Posted on: Friday, April 29, 2005

STAGE REVIEW
'Arabian Night' a bit too disjointed

By Joseph T. Rozmiarek
Advertiser Drama Critic

This late-night production of "Arabian Night" in the Ernst Lab Theatre seems to be trying very hard to say something portentous, but 11 p.m. is the wrong time to tax audiences with working too hard to connect the dots.

'ARABIAN NIGHT'

• 11 p.m. today, tomorrow

• Earle Ernst Lab Theatre, University of Hawai'i

• $8 general, $7 non-UHM students, seniors, military, UH faculty/staff, $3 UHM students

• 956-7655

Written for five disjointed voices, the play suggests a literal plot and time line, breaks that style early and often, yet seems to invite its audience to substitute its own reality by stubbornly refusing to establish one of its own.

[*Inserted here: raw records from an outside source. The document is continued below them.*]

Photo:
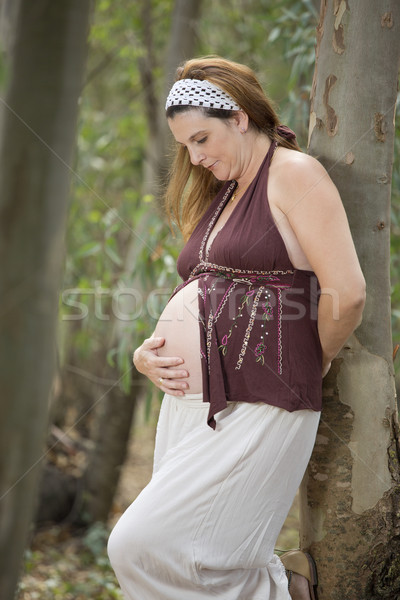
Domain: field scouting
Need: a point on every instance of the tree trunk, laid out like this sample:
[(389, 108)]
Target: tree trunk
[(114, 419), (38, 119), (182, 42), (350, 502)]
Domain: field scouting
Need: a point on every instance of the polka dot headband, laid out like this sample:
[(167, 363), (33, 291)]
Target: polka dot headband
[(193, 92)]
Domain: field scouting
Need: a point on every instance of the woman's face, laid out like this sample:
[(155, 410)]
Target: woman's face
[(213, 143)]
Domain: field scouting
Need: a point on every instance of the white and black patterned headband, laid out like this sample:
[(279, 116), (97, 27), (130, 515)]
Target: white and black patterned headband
[(193, 92)]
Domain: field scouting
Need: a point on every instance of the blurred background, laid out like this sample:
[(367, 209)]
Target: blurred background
[(119, 265)]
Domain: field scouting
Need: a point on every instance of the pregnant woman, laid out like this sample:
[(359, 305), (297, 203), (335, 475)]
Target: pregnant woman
[(271, 290)]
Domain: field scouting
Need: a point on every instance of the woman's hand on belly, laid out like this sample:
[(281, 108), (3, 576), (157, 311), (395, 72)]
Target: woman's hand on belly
[(163, 371)]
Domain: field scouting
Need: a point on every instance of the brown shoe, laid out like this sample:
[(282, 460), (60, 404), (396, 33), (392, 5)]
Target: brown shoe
[(302, 563)]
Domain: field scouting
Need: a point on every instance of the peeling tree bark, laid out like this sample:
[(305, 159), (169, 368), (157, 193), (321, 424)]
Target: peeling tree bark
[(115, 415), (350, 497)]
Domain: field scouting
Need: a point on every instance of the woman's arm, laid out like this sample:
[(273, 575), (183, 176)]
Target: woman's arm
[(157, 368), (312, 205)]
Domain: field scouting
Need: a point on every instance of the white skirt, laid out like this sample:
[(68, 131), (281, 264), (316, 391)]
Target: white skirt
[(207, 523)]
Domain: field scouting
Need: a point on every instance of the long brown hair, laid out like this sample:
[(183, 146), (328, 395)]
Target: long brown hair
[(192, 187)]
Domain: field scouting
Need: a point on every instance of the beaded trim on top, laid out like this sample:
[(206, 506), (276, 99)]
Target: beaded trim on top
[(193, 92)]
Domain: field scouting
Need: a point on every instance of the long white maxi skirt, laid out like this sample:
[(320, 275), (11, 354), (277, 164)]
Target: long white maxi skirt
[(207, 523)]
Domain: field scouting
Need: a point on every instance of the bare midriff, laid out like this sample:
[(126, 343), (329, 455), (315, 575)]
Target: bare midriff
[(179, 326)]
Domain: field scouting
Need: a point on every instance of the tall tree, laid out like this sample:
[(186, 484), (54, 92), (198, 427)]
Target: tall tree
[(115, 414), (350, 498), (38, 119)]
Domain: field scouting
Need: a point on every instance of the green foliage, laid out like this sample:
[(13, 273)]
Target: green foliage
[(110, 214)]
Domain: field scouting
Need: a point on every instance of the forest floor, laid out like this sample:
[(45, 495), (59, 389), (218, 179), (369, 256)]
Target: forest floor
[(60, 564)]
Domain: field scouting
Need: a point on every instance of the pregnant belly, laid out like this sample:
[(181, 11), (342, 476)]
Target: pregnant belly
[(179, 325)]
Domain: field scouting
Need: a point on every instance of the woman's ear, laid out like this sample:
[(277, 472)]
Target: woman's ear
[(241, 120)]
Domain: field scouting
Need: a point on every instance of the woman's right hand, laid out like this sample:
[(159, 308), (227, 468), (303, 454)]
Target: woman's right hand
[(163, 371)]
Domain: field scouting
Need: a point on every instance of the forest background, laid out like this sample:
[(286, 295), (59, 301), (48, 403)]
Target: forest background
[(120, 263)]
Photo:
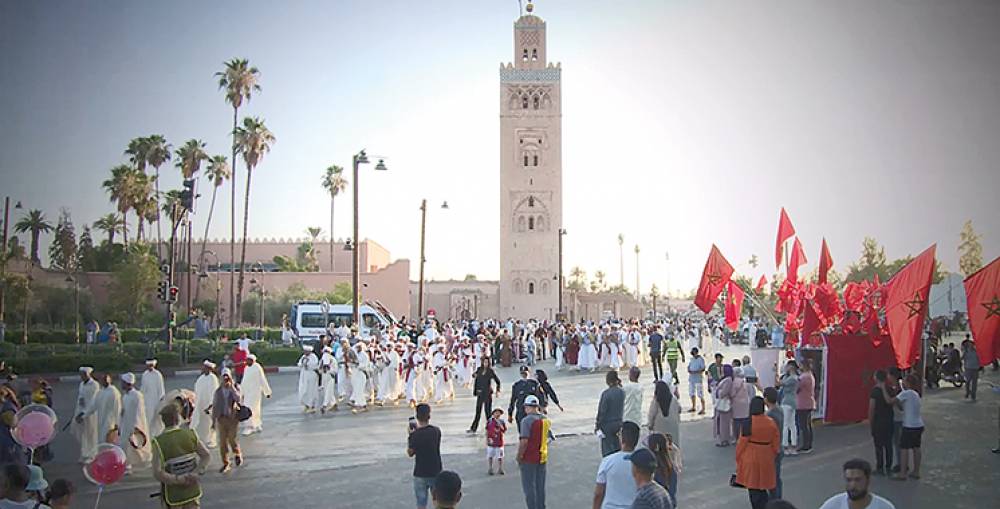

The script is by Roland Schimmelpfennig, an up-and-coming young German playwright with a poetic bent and a knack for setting characters adrift in their thoughts and memories. It's partly serious and partly absurd, and delegates the audience to decide which is which.

The setting — presumably — is a modern German metropolis where single young working Germans and Turks live side-by-side in large apartment complexes, but never connect.

Franziska (Ryan Burbank) and Fatima (Phyllis Wong) have been roommates for four years, but Franziska makes a habit of drinking brandy after work and falling asleep on the living room sofa by sunset. As a result, she has never met Fatima's boyfriend Kalil (Robert Wyllie) who has been visiting the apartment for two years.

Hans (Frank Episale) is the building superintendent trying to fix the water shortage on the hottest day of the year, and Peter Karpati (Justin Young) is the voyeur from the opposite building, who decides to visit after watching Franziska through her bathroom window.

Enough things go wrong to propel a sex farce. People get stuck in elevators, pass each other in the stairwells and get locked out of the building without a key. Most provocatively, Fatima leaves the door to the apartment unlocked, opening the way for men to steal kisses from the sleeping Franziska — who (possibly) may be under an ancient curse.

The voyeur ends up trapped inside an empty brandy bottle while the janitor finds himself in a desert where all the building's water has been diverted.

There's enough raw material in the script to make a production crackle, but director Peter Ruocco and his cast can't seem to turn on the right knobs. Their approach is so deadpan, that it's not immediately clear how we are to take this play and spend too much time in an undefined twilight zone.

Tantalizing an audience can be a good thing, but when tantalization gives way to manipulation or abandonment, the audience can become annoyed at being strung along without guidance.